The point is our respondents will anyway use such language which we need to reproduce, and also that when coding and then combining causal fragments, we sometimes have to commit to expressing a non-numerical claim with a rough number.

These ranges might also be tied to some kind of empirical distribution, so “Income from farming = .95” would mean it is in the middle of the top 10%, etc.

The terrible danger of these kinds of numbers is that if we use them, someone will accuse us of trying to achieve an unjustified level of “accuracy”. Whereas we don’t in fact want accuracy. But we don’t want to lose the kind of broad-brush information about small, large, largest, negligible, which our respondents are actually telling us. My suggestion is to hardly ever show the numbers and use them only for our “internal” calculations. Occasionally it might be useful to use semi-standardised phrases like “very high” / “high” etc, and/or empirically-grounded phrases like “in the bottom 10%”.

Another advantage of lo/hi numbers is that not only the current value of variables but also in some sense the strength of arrows can be captured with them (though we might like to encode the strength of arrows in a broader range, from -1, rather than 0, to 1).

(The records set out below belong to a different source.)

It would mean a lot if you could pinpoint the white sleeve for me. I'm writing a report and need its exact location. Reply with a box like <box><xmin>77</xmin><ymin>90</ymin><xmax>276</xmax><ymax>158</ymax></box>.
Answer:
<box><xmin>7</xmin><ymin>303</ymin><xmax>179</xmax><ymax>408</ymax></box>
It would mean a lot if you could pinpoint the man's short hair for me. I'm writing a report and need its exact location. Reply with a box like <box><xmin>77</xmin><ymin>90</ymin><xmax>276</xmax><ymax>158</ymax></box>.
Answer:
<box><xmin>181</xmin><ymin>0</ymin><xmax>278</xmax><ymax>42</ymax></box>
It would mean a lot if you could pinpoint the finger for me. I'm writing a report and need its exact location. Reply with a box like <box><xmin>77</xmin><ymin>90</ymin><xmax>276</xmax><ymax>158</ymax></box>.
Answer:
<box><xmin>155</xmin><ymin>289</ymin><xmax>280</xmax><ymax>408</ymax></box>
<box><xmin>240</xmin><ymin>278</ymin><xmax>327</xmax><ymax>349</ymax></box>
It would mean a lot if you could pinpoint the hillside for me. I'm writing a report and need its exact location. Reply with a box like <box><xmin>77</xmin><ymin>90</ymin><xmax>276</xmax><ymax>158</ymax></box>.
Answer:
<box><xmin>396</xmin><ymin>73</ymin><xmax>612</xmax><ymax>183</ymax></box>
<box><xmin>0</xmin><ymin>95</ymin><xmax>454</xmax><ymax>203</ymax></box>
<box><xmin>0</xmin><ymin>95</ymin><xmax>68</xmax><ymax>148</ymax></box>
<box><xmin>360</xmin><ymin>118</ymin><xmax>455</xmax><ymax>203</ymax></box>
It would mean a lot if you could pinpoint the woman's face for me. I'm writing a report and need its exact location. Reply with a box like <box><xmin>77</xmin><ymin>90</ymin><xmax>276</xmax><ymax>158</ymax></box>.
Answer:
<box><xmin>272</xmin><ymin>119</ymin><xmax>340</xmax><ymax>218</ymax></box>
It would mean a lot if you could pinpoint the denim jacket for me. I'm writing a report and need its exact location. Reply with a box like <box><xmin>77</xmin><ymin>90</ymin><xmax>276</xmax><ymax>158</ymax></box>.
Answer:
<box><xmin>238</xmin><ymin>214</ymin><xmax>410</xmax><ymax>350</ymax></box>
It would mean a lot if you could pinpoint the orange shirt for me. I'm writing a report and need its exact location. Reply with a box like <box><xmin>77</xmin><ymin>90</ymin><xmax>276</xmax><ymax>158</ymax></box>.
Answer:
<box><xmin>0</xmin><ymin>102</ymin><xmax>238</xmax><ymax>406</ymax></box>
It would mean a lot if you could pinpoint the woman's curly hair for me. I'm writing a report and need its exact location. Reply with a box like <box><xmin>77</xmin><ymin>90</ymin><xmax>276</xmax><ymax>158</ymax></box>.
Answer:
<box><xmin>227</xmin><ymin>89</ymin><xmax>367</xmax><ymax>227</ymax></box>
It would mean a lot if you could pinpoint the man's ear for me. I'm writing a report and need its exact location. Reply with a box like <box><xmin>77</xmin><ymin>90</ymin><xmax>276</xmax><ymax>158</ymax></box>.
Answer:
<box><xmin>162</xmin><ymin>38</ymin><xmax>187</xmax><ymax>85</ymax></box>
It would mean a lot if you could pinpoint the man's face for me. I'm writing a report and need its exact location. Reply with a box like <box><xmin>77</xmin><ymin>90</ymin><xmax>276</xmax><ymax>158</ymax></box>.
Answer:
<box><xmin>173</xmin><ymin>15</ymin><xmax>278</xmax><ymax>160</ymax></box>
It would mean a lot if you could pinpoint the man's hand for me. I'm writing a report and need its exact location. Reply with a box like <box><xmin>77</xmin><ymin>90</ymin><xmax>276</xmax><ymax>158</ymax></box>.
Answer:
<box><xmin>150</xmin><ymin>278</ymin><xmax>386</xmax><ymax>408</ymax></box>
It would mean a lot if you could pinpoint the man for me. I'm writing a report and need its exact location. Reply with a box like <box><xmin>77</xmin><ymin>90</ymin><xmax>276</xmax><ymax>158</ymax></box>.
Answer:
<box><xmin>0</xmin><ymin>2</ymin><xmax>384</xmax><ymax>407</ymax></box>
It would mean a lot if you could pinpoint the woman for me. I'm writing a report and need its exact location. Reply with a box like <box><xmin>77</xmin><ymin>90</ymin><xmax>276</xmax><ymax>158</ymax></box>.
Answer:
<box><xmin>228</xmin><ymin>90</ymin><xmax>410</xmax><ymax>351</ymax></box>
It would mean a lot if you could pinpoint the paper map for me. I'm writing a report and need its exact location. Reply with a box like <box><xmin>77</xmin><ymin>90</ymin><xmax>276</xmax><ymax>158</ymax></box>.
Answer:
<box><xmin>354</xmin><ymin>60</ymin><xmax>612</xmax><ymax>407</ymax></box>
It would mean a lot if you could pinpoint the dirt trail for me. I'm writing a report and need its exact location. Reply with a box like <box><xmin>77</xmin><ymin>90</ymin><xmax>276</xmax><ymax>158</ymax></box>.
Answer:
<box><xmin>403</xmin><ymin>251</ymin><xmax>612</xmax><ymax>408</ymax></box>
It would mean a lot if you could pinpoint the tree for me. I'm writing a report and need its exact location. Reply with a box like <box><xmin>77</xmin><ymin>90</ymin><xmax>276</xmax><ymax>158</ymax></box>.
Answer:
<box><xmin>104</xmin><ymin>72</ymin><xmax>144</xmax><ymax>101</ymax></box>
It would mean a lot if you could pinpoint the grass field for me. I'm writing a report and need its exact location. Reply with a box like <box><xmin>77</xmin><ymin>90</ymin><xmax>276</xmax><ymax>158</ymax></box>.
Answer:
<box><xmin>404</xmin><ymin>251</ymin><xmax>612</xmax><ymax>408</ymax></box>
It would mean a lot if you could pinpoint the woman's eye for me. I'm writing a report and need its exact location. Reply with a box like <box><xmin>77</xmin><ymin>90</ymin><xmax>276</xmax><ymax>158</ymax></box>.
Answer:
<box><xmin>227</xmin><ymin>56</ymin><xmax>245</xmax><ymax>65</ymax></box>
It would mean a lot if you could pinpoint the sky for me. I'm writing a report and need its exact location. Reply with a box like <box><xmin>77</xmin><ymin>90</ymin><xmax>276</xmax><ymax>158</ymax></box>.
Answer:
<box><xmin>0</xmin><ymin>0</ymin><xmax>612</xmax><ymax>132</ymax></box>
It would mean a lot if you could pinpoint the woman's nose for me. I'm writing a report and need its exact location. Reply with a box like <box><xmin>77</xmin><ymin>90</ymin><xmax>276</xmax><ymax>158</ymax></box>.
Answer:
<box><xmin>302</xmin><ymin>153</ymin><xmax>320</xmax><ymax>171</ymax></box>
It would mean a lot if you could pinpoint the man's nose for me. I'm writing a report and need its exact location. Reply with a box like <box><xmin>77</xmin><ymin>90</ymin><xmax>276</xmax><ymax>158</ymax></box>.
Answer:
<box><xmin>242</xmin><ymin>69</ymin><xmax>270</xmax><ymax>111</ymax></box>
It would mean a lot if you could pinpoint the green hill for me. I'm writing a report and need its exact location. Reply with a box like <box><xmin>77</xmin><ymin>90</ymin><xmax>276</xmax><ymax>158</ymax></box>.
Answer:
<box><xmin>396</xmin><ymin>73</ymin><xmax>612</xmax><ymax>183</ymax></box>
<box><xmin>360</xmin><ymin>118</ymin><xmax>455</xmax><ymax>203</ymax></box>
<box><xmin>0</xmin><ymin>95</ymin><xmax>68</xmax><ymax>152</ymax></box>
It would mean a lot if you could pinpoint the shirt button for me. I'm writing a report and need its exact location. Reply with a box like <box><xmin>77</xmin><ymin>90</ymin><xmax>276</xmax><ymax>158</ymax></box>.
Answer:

We can directly interpret lo/hi information about the effect of a causal package on a consequence variable as an analog to effect size: 1 means total control, 0 means none. When we “zoom out” to ask about direct effects of a variable or package on variables further downstream of it, this effect size information is particularly interesting. It is the key to answering a core demand on our app and on reasoning with causal maps; to be able to say that, for example, variable B is a much more important influence on outcome O than variable C.

We can already start to guess how this kind of soft arithmetic will work – for example, if E is already at 90% and C has a 100%, positive, influence on E, and then we set C to 90%, we are at least sure E isn’t going to decrease and we’d expect it increase a bit. Whereas if the influence of C on E is strongly negative, say -90%, then if we set C to be large rather than small, we’d probably expect E to drop.

The details of how this arithmetic might work are up for grabs. But I will try to sketch out some solutions in the next sections.

It is relatively simple to extend this idea to the range -1 to 1, i.e. including the idea of variables with negative levels.

We already encode arrows as having negative influences.